The Tribunal upheld the CIT(A)'s decision, stating that the AO had not provided any basis for the 10% disallowance and had not pointed out any infirmities in the expenses. The Tribunal agreed with the CIT(A) that the expenses were reasonable and consistent with previous years. The Tribunal found no justification for the disallowance and dismissed the revenue's appeal.

3. Deletion of Addition of Rs. 91,22,836/- on Account of Disallowance of Expenses Inflated to Adjust for the Income Surrendered During the Survey:

The AO disallowed 10% of the expenses on the grounds that the assessee had inflated expenses to adjust the income surrendered during the survey. The CIT(A) vacated the disallowance, noting that the AO had not pointed out any discrepancies or issued a Show Cause Notice. The CIT(A) observed that the expenses were consistent with previous years and concluded that the disallowance was based on guesswork.

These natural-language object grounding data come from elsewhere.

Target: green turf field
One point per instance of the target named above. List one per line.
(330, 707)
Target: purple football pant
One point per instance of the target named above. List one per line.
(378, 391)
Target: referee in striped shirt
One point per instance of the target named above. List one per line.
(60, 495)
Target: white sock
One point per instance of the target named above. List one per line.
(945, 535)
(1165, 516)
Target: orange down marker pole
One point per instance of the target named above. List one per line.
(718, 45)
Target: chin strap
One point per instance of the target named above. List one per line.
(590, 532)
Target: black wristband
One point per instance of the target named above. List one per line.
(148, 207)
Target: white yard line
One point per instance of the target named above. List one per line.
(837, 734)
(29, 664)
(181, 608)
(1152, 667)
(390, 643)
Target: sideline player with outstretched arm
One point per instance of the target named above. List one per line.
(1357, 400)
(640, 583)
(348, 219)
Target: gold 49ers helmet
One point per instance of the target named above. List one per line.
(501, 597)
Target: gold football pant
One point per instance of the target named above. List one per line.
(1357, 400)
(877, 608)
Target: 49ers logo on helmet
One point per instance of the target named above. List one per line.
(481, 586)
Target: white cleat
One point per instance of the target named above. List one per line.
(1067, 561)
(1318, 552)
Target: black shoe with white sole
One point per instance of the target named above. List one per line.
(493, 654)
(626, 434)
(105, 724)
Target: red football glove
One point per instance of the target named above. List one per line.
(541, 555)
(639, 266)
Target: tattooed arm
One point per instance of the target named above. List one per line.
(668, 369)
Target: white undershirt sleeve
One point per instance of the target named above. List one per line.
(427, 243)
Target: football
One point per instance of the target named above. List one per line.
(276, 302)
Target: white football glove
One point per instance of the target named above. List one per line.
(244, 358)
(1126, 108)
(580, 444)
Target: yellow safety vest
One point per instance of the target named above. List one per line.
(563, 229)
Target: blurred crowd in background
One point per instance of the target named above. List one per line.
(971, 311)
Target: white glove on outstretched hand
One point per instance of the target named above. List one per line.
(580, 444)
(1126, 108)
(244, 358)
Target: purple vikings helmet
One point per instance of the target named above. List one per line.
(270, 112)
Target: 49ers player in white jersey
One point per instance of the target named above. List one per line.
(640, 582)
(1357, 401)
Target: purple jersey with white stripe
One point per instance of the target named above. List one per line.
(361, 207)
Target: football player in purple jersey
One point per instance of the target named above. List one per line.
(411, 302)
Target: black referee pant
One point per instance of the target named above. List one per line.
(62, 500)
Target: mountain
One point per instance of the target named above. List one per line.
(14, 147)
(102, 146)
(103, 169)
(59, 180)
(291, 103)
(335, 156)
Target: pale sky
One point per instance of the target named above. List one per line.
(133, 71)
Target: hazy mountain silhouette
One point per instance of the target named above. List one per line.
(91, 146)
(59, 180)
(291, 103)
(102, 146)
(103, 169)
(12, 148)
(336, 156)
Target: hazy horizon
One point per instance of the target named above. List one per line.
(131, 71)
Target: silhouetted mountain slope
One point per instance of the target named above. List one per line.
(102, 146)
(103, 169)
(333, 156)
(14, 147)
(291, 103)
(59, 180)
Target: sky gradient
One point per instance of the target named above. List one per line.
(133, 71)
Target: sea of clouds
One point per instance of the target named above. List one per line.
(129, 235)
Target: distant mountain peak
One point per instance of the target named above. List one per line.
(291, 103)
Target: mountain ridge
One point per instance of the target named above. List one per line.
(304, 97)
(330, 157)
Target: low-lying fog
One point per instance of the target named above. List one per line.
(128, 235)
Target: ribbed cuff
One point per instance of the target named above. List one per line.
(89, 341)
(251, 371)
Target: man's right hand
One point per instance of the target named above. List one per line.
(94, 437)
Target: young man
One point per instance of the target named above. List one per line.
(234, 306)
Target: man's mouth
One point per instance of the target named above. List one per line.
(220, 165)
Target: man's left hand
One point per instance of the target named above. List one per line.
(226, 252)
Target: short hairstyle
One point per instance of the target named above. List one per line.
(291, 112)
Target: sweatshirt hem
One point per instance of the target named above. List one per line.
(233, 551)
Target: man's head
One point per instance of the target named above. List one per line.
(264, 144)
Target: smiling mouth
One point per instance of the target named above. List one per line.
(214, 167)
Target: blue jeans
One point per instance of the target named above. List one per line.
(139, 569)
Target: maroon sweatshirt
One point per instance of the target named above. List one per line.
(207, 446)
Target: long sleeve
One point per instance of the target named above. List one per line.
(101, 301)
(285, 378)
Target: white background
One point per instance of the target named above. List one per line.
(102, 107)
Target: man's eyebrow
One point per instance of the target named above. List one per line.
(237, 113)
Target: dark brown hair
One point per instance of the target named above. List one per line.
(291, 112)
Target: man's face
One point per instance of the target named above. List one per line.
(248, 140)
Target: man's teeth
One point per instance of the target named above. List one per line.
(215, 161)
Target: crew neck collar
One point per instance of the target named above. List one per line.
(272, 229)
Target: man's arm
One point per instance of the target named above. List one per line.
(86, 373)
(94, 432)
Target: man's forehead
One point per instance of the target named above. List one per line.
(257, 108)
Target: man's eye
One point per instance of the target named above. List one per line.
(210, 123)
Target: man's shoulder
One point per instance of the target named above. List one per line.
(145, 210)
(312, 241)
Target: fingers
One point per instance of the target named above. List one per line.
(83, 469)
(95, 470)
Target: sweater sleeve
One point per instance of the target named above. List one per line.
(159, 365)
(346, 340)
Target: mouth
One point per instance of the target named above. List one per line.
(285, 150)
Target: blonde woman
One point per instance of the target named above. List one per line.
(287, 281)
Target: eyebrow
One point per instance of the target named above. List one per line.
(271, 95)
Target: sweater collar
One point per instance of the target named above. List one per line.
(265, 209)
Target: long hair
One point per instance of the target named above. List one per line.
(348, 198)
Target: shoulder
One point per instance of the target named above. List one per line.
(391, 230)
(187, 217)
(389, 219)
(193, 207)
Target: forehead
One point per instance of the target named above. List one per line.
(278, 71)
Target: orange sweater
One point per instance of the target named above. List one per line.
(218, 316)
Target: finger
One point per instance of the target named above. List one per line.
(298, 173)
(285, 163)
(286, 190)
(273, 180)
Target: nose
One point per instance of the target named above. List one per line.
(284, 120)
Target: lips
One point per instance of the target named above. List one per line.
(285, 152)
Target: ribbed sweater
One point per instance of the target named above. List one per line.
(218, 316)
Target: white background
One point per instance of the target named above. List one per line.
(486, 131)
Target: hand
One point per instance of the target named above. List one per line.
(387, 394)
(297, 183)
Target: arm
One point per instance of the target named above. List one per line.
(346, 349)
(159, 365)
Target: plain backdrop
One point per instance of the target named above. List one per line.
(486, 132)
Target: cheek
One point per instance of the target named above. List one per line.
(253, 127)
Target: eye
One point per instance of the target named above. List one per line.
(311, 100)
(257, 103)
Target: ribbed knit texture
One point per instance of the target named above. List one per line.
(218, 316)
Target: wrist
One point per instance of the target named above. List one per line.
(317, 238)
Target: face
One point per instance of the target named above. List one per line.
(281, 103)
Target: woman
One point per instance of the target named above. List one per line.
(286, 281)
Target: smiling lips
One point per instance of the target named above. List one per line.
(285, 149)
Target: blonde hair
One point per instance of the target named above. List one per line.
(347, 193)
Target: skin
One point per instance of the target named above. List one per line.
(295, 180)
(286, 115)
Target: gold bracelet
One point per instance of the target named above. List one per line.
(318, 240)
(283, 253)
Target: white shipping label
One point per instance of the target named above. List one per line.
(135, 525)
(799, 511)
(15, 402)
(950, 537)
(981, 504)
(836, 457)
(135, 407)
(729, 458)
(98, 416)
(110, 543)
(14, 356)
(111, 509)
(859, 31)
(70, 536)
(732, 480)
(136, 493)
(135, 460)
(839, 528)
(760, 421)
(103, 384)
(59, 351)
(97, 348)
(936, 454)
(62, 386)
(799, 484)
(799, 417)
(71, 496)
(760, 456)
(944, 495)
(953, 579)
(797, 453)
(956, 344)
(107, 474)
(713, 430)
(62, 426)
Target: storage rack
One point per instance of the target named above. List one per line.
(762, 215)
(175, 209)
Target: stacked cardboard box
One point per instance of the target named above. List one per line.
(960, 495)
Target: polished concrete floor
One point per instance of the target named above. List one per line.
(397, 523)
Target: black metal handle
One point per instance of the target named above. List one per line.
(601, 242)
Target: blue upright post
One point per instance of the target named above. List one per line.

The Tribunal upheld the CIT(A)'s decision, stating that the AO had not provided any basis for the disallowance and had not pointed out any infirmities in the expenses. The Tribunal agreed with the CIT(A) that the expenses were reasonable and consistent with previous years. The Tribunal found no justification for the disallowance and dismissed the revenue's appeal.

Conclusion:

The Tribunal dismissed the revenue's appeal, upholding the CIT(A)'s decisions to delete the additions of Rs. 1,79,44,938/- and Rs. 91,22,836/- based on the grounds that the AO had not provided sufficient evidence or justification for the disallowances. The Tribunal found that the expenses claimed by the assessee were reasonable and consistent with previous years, and that only the profit element of the unaccounted receipts should be taxed.